Data 624 Homework 5

library(fpp3)

8.1

###Consider the the number of pigs slaughtered in Victoria, available in the aus_livestock dataset.

vic_p <- aus_livestock %>% filter(Animal=='Pigs', State=='Victoria')
vic_p %>% autoplot()

Use the ETS() function to estimate the equivalent model for simple exponential smoothing. Find the optimal values of α and ℓ0, and generate forecasts for the next four months.

vic_p_mod <- vic_p %>% model(ETS(Count ~ error("A") + trend("N") + season("N"))) 
vic_p_fc <- vic_p_mod %>% forecast(h = 4)
autoplot(vic_p) + autolayer(vic_p_fc)

report(vic_p_mod)

## Series: Count 
## Model: ETS(A,N,N) 
##   Smoothing parameters:
##     alpha = 0.3221247 
## 
##   Initial states:
##      l[0]
##  100646.6
## 
##   sigma^2:  87480760
## 
##      AIC     AICc      BIC 
## 13737.10 13737.14 13750.07

The optimal values for α and ℓ0 respectively are 0.32 and 100646.6.

vic_p_fc$Count

## <distribution[4]>
## [1] N(95187, 8.7e+07) N(95187, 9.7e+07) N(95187, 1.1e+08) N(95187, 1.1e+08)

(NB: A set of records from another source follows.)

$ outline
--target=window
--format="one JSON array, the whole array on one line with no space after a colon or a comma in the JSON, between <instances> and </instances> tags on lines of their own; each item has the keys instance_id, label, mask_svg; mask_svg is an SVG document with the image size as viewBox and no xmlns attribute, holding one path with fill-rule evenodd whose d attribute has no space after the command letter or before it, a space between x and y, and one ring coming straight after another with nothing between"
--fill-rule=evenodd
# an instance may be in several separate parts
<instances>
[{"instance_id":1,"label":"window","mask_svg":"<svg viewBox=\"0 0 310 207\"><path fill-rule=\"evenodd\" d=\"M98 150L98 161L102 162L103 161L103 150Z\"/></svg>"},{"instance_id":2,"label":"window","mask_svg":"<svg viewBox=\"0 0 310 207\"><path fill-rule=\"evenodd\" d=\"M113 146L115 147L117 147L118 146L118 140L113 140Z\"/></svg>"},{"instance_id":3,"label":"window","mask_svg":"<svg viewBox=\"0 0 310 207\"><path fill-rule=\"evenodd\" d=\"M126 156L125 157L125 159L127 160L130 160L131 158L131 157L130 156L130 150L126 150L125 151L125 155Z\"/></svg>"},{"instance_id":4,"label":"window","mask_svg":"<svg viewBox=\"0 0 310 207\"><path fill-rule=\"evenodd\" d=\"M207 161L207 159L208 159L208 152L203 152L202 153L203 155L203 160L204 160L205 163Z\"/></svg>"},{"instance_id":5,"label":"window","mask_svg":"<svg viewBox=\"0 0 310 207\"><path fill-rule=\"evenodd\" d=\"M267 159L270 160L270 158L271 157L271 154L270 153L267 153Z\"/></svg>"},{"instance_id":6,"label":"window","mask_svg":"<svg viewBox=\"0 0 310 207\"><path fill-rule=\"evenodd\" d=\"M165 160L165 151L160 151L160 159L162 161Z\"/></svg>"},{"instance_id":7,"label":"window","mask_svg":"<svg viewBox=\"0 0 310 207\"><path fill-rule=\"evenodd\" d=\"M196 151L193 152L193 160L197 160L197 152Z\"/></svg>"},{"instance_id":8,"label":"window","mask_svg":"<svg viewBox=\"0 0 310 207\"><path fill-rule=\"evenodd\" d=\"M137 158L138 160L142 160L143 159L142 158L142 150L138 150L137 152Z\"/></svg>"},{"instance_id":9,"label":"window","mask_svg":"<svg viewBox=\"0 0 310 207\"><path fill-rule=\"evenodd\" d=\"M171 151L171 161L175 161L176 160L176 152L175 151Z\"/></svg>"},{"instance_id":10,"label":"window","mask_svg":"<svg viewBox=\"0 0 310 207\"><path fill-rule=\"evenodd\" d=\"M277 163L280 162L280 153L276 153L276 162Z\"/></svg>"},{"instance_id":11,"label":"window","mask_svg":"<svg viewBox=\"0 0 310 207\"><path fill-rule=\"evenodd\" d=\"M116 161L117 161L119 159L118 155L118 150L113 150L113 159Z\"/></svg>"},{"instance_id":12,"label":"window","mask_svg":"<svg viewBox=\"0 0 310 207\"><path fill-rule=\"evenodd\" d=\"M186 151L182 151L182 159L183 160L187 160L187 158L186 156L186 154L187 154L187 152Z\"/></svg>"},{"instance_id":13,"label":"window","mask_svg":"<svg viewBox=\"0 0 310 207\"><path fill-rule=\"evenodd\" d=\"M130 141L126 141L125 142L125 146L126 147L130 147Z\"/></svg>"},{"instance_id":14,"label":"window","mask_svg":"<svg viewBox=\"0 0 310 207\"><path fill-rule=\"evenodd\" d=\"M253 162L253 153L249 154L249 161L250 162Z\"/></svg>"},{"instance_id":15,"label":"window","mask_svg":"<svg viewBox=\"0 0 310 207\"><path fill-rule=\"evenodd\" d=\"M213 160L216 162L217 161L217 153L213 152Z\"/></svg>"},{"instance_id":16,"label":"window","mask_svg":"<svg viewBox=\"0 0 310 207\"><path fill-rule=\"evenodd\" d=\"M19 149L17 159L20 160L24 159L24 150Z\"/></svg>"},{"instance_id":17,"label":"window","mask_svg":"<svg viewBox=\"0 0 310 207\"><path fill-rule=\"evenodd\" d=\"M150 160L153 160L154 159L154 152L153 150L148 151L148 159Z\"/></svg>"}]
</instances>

Compute a 95% prediction interval for the first forecast using ^y ±1.96s where s is the standard deviation of the residuals. Compare your interval with the interval produced by R.

s <- sd(residuals(vic_p_mod)$.resid)
mean <- vic_p_fc$.mean[1]
c(mean - (1.96*s),mean + (1.96*s))

## [1]  76871.01 113502.10

The 95% interval is (76871.01, 113502.10). This is smaller than the interval produced by R.

8.5

###Data set global_economy contains the annual Exports from many countries. Select one country to analyse.

Plot the Exports series and discuss the main features of the data.

ge <- global_economy %>% filter(Country == 'Peru') 
ge %>% autoplot(Exports)

Use an ETS(A,N,N) model to forecast the series, and plot the forecasts.

ge_mod <- ge %>% model(ETS(Exports ~ error("A") + trend("N") + season("N"))) 
ge_fc <- ge_mod %>% forecast(h = 5)
ge_fc %>% autoplot(global_economy)

Compute the RMSE values for the training data.

accuracy(ge_mod)$RMSE

## [1] 2.862248

Compare the results to those from an ETS(A,A,N) model. (Remember that the trended model is using one more parameter than the simpler model.) Discuss the merits of the two forecasting methods for this data set.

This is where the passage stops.